Am I wrong? Should I try to have Princess’ friend over in the afternoons? Or have I set a reasonable schedule for all of us? I can’t say. I will say I’m not budging from that schedule. No kidding, I have a novel to write this summer, and a website to massively update. I can’t afford not to work those hours. Princess will get to see her friend once or twice a week, see some other kids once a week, and go on some fun trips every week. That’s enough, right?

Now to figure out how to quit feeling like a bad mom every time she asks for a play date…

Things I Suck At As A Mom

I really should be working right now, but the current free-for-all/play date going on upstairs has inspired me to write the following list of Things I Suck At As A Mom.

  1. Mommies groups. Never joined one that I really fit into. Mostly because I am a Freak Mama, and mundane mamas scare/irritate me.
  2. Chit-chat with non-Freak Mamas. Related to item #1. I have very little in common with most non-fandom or non-freak moms, so doing the whole polite talk thing is painfully awkward for me (as I’m sure it must be for them to talk to me).
  3. Play dates with children of non-Freak Mamas. I do not relate well to other people’s kids at the best of times. Dealing with kids whom I am afraid will contaminate my kids with such anti-Freak ick like “Hannah Montana” or “Bratz” just drives me up the wall.
  4. Cooking dinner. Hubster used to do ALL the cooking, because I honestly never learned how. And since I get up at 5AM, my brain usually shuts down around 5PM, which is of course the magic hour at which dinner is expected to be prepared.
  5. Packing school lunches. I don’t know why I suck at this one. I had to pack my own school lunch for years when I was in school. Somehow, I can’t pull it off for the Princess. It may be that many times we don’t have what I need on hand to make said lunch (because I also suck at grocery shopping, yet another task the Hubster does). It may be part of the whole “brain shuts down at 5PM” thing. I just can’t say.
  6. Children’s parties. I think kids’ birthday parties should be small simple affairs. I don’t like renting inflatable bouncy death traps, nor do I like hiring evil clowns/magicians/balloon animal artists. I prefer simple parties at home. However, right now my home has no downstairs bathroom, no patio furniture, no grill, and no linoleum in the foyer. Also no fence, so no way to coral screaming children. Makes it hard to host a simple barbeque in the backyard.
  7. House cleaning. I’m too damn busy being Freak Mama and doing my writing/graphic arts thing to get around to this one. And don’t even ask about decorating the house. I decorate with dust bunnies, okay? That way all the rooms in the house match!
  8. Sleep-overs. I have not yet even attempted to have one at this house. I just can’t stand other people’s children long enough to force myself to suffer through one. I live in fear of the day I do have to do it.

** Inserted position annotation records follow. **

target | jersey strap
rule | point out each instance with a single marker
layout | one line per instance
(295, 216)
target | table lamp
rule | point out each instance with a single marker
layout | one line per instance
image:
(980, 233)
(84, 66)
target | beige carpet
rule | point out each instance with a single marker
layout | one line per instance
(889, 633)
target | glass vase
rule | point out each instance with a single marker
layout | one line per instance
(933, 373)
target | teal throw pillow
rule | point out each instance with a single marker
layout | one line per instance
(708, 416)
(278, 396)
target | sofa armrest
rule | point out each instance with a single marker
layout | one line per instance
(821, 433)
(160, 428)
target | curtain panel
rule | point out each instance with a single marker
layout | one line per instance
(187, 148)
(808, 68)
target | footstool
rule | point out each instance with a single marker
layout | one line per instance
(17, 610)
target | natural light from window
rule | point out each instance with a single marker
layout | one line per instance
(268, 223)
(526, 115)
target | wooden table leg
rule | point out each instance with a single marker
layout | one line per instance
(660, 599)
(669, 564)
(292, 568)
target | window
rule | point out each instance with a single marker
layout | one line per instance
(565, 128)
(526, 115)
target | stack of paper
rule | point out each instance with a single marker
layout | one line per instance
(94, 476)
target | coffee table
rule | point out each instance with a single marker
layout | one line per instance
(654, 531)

This list probably doesn’t even begin to cover the things I suck at as a mom, but right now I’ve got small screaming children in the house tearing things apart, so I have to go.

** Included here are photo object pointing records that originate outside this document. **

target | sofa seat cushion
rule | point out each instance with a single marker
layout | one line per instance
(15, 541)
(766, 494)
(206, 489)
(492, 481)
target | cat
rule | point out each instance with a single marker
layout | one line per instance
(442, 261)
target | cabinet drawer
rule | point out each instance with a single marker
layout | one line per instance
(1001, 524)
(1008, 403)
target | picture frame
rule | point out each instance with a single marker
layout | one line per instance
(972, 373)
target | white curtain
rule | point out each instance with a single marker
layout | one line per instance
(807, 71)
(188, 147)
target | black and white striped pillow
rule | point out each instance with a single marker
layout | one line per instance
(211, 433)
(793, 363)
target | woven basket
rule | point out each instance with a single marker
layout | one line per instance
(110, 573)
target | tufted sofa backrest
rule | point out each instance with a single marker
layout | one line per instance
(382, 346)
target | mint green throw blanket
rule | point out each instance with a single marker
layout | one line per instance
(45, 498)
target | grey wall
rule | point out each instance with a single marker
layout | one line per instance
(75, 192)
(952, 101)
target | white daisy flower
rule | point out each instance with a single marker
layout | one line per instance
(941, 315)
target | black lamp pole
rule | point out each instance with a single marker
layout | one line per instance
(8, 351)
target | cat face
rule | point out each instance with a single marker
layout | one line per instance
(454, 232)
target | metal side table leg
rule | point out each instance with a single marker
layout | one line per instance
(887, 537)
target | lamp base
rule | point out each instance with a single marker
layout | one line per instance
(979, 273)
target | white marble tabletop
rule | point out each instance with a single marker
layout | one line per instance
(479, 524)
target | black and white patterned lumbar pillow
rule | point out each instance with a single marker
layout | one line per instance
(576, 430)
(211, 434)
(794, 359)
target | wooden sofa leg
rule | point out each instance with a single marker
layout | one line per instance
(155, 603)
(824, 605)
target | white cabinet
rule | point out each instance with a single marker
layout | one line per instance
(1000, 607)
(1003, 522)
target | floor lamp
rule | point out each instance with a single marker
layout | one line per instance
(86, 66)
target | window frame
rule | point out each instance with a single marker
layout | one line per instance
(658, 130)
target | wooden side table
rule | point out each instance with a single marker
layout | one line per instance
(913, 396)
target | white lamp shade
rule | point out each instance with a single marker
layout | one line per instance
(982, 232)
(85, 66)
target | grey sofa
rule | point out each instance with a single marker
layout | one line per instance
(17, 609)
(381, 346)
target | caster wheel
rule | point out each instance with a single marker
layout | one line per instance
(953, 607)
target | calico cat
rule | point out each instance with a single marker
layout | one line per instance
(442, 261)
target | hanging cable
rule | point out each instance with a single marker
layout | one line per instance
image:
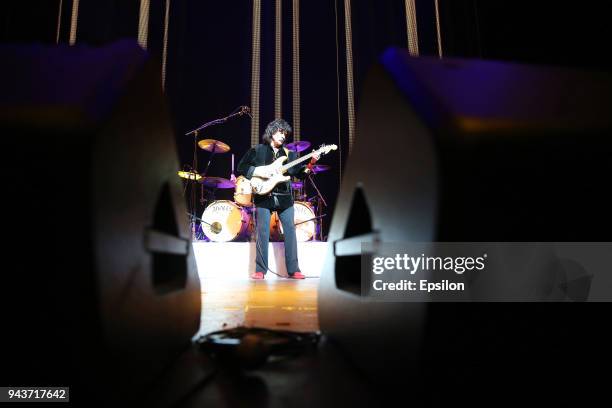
(165, 46)
(338, 93)
(143, 24)
(296, 70)
(74, 22)
(59, 22)
(411, 28)
(255, 71)
(278, 62)
(438, 31)
(349, 72)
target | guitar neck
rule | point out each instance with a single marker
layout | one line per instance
(297, 161)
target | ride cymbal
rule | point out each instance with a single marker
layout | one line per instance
(212, 145)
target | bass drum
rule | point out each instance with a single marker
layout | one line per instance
(225, 221)
(304, 230)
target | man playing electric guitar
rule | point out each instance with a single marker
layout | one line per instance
(255, 167)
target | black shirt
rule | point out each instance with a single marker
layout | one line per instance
(262, 155)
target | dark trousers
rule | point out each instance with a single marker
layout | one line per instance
(263, 238)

What do you suck at as a parent?

Things I Found While Cleaning Pixie’s Room

If you were following me on Twitter today, you might have noticed the list of things I posted as I shoveled out Pixie’s room this afternoon. For a two-year-old, that kid owns a lot of crap. It’s not my fault, I swear. I don’t buy that much stuff for her or her sister. But my mother on the other hand… Grandmama is not happy that she lives so far away from the grandkids, and she compensates by sending them loads of packages full of toys and clothing, and she even sends the prizes she gets from kids’ meals at the fast food joints she eats at (not kidding on this one; we currently have more Rally’s toys than an actually Rally’s restaurant has at any give time).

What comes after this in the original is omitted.